HCM City funds infrastructure for Samsung project

The government of HCMC is spending around VND1 trillion developing infrastructure and building facilities to support the implementation of Samsung’s US$1.4-billion electronics project at the Saigon Hi-Tech Park (SHTP).


HCMC chairman Le Hoang Quan unveiled the huge spending at a meeting with Han Myoung Sup, general director of Samsung Vietnam, and some senior representatives of Samsung in Vietnam in the city on January 21.


Han has been appointed to head all projects of Samsung in Vietnam, including the Samsung CE Complex (SECC) at SHTP, which was licensed last October.


According to Quan, the city government is urgently developing facilities on 70 hectares of land at SHTP planned for SECC, leveling the site and building roads so that Samsung can have cleared land on schedule. The budget for all these works is VND1 trillion, he said.


Han said at the meeting that Samsung has implemented many projects in Southeast Asia but the project in HCMC is important. Samsung is trying to put it into operation around this time next year.


The latest smart TVs will be turned out in the first phase of the project before the production of household electronic appliances.


Earlier, the authority of SHTP revealed that in addition to smart TVs, Samsung will manufacture air conditioners, refrigerators and washing machines, of which Samsung wants to boost local sales.
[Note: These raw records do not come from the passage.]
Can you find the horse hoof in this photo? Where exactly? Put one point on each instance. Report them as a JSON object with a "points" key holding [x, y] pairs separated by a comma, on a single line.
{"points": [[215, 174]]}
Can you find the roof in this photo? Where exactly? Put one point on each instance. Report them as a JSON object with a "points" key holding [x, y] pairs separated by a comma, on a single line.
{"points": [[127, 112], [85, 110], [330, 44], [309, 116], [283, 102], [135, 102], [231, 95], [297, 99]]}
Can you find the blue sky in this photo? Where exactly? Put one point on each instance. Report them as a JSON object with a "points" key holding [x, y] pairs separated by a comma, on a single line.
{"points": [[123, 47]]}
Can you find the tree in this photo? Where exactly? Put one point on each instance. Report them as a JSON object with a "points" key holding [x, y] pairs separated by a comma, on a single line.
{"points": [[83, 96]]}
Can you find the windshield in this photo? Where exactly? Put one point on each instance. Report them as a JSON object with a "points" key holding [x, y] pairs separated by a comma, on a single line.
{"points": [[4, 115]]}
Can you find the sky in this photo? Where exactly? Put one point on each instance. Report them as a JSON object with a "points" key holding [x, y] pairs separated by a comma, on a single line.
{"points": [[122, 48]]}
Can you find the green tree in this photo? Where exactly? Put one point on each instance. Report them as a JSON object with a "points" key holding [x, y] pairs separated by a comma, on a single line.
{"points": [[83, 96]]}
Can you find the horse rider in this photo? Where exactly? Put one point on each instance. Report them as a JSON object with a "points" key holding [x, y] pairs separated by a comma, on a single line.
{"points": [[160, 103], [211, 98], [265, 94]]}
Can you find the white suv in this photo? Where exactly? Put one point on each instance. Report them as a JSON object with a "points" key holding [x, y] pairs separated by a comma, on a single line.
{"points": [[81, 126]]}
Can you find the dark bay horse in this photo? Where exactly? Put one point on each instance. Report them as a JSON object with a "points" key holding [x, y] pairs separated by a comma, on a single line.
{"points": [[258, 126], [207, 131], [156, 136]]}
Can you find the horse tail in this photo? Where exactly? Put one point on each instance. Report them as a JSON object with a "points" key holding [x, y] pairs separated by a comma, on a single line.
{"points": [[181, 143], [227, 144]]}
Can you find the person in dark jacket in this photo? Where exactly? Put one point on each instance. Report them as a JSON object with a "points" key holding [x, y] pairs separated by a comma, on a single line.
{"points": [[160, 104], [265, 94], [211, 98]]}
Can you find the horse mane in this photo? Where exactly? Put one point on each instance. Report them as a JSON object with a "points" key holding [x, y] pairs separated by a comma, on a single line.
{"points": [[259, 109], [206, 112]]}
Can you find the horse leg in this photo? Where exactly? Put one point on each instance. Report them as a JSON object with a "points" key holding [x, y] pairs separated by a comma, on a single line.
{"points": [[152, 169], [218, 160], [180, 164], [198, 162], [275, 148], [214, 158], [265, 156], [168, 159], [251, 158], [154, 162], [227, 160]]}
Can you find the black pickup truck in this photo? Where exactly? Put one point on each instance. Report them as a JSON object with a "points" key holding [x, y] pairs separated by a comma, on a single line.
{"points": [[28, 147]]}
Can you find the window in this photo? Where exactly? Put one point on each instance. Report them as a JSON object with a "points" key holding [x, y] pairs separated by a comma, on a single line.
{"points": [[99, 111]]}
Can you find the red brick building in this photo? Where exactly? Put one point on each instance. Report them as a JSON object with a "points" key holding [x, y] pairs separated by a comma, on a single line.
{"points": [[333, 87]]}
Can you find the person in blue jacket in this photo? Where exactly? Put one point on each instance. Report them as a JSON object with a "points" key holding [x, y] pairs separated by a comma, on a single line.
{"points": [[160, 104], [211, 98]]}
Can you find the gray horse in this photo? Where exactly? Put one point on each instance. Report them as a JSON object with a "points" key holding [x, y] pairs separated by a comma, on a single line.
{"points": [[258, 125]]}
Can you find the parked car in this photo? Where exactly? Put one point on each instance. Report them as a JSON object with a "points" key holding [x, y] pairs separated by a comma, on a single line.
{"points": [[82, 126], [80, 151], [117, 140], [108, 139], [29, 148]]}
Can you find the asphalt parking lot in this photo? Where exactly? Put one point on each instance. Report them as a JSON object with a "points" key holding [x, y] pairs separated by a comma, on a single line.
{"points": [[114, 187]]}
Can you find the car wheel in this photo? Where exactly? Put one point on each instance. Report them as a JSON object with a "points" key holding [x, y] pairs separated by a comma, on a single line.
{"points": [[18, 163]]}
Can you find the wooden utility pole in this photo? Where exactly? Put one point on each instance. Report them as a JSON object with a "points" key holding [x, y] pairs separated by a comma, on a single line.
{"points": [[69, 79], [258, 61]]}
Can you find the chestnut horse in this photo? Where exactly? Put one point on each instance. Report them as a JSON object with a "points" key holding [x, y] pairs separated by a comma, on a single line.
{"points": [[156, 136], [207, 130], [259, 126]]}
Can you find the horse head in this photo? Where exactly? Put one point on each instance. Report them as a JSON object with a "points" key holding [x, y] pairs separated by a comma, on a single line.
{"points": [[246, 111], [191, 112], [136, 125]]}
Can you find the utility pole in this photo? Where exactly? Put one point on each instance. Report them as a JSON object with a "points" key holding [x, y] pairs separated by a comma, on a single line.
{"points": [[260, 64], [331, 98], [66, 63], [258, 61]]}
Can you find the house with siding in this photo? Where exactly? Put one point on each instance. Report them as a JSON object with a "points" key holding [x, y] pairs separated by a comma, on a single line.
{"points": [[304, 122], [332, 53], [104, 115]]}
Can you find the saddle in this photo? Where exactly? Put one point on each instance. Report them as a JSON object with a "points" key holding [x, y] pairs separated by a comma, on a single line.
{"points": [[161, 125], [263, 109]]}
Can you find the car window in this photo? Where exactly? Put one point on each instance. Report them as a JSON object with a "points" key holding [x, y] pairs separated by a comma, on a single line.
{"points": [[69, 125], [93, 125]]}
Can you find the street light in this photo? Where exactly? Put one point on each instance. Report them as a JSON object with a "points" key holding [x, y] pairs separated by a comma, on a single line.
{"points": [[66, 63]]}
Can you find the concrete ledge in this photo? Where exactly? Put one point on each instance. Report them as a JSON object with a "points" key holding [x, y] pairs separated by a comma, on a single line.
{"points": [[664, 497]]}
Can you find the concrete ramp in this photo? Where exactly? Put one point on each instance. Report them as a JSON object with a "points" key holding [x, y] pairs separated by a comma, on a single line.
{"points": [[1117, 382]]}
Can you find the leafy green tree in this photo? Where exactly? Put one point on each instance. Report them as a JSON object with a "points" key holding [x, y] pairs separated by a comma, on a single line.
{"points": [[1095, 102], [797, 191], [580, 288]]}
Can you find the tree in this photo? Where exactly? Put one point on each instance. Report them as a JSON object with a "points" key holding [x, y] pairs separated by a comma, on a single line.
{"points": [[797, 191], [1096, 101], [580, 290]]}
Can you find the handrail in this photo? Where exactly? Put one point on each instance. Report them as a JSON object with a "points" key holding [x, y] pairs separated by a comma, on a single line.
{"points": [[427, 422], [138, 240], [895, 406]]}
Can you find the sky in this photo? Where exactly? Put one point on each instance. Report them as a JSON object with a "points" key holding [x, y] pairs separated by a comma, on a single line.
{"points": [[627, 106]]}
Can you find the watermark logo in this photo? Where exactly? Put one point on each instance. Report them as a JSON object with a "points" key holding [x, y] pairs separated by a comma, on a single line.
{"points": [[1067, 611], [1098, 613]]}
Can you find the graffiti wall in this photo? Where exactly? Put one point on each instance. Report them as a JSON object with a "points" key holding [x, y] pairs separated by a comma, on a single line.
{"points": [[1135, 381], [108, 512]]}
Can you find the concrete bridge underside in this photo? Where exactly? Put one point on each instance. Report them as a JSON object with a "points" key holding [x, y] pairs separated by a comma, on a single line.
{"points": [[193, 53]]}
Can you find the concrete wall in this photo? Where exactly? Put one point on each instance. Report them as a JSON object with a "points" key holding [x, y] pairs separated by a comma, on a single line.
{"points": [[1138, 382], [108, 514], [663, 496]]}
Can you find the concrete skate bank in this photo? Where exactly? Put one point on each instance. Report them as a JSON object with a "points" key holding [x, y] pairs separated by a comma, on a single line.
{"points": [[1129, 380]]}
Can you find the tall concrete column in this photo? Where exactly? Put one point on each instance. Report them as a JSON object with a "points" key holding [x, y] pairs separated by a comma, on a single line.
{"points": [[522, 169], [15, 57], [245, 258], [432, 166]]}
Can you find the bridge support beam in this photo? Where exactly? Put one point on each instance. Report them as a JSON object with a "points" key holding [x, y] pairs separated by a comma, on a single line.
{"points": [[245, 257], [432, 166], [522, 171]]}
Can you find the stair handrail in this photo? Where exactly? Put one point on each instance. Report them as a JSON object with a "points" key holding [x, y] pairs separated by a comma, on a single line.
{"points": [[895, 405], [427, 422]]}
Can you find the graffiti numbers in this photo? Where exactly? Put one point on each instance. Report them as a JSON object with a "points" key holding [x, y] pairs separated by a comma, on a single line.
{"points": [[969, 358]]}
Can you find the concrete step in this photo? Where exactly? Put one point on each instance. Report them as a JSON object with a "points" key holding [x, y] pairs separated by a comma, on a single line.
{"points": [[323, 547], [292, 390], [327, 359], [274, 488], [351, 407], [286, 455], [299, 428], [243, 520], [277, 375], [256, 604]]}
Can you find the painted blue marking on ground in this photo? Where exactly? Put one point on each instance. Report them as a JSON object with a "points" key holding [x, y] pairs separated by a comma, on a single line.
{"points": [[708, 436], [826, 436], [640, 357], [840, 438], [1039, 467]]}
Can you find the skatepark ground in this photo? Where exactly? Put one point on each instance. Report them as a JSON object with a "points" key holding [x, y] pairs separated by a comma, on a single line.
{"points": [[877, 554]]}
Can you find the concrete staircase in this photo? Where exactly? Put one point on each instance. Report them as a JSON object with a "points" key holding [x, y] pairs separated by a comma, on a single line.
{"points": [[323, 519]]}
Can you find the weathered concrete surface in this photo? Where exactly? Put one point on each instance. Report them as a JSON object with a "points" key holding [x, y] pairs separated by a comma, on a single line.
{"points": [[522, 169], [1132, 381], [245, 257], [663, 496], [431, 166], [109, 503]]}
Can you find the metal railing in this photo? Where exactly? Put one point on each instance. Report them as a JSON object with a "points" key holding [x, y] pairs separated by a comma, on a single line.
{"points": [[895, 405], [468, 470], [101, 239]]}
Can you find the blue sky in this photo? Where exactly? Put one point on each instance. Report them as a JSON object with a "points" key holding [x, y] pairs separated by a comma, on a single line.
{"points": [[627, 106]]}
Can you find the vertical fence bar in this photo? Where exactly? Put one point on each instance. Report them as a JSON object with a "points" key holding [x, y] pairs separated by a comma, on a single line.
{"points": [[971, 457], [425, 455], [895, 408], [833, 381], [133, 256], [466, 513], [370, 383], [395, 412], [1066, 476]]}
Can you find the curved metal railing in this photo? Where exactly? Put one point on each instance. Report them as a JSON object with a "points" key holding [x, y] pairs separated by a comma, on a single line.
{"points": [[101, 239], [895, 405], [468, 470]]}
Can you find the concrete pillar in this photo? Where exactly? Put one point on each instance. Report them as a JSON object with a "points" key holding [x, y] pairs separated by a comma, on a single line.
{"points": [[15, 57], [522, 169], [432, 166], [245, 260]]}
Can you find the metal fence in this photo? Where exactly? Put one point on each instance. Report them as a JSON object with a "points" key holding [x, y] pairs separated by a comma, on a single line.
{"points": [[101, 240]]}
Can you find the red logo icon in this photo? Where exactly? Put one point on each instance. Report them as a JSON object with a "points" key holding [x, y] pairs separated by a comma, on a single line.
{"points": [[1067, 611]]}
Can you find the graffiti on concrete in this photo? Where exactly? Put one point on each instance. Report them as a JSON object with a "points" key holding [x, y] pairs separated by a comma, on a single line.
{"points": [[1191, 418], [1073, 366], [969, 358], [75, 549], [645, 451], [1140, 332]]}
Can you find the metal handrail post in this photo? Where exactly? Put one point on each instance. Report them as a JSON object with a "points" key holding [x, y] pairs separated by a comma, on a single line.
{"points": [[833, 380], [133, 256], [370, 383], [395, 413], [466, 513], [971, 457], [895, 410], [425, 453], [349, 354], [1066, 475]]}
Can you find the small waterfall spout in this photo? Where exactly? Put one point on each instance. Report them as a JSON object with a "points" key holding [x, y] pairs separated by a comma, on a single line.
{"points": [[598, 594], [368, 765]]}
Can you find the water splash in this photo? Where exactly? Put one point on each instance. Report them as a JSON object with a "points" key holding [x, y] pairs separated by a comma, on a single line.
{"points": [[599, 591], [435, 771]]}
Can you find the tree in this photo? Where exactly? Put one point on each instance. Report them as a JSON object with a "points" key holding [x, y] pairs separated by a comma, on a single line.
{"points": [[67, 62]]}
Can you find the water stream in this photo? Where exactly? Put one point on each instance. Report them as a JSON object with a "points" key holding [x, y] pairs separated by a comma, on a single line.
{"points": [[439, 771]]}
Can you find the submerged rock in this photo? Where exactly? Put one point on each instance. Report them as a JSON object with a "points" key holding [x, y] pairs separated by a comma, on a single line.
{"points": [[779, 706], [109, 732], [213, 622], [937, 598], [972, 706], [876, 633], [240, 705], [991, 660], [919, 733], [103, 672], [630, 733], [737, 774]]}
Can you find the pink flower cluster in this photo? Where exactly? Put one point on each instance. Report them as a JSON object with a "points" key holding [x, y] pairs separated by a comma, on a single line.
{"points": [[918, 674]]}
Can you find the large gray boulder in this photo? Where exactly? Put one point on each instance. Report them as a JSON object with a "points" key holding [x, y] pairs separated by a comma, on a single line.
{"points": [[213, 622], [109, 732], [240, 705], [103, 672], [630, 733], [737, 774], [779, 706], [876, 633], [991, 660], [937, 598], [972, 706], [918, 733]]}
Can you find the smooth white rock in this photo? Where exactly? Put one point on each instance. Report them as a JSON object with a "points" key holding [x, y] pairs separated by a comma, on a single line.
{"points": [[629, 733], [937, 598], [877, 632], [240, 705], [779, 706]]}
SECC will also have a research and development (R&D) center supporting the project.


The project, once completed, will be able to employ around 6,000 workers. According to Han, like other projects of Samsung, the group will invest in good facilities for its employers to work and live.


Under the initial plan, phase one of the project will be operation in the second quarter of next year. However, Quan hoped the project could produce the first curved screen TV on September 2 to mark Vietnam’s 70th National Day.


SECC is also the project with the biggest registered capital at SHTP, exceeding the US$1-billion project of Intel licensed in 2006.


HCMC expects Samsung’s project will help spur exports of the city, increase domestic production value in hi-tech goods exports and improve the skills of hi-tech manpower in the coming time.


Samsung currently has two electronics complexes worth billions of U.S. dollars in the northern provinces of Bac Ninh and Thai Nguyen. These complexes have created jobs for nearly 60,000 laborers and generated dozens of billions of dollars in export revenue.


Around 35% of Samsung cell phones available for purchase on global markets are manufactured and assembled at Samsung’s plants in Vietnam and the ratio will be raised to some 50% in the coming time.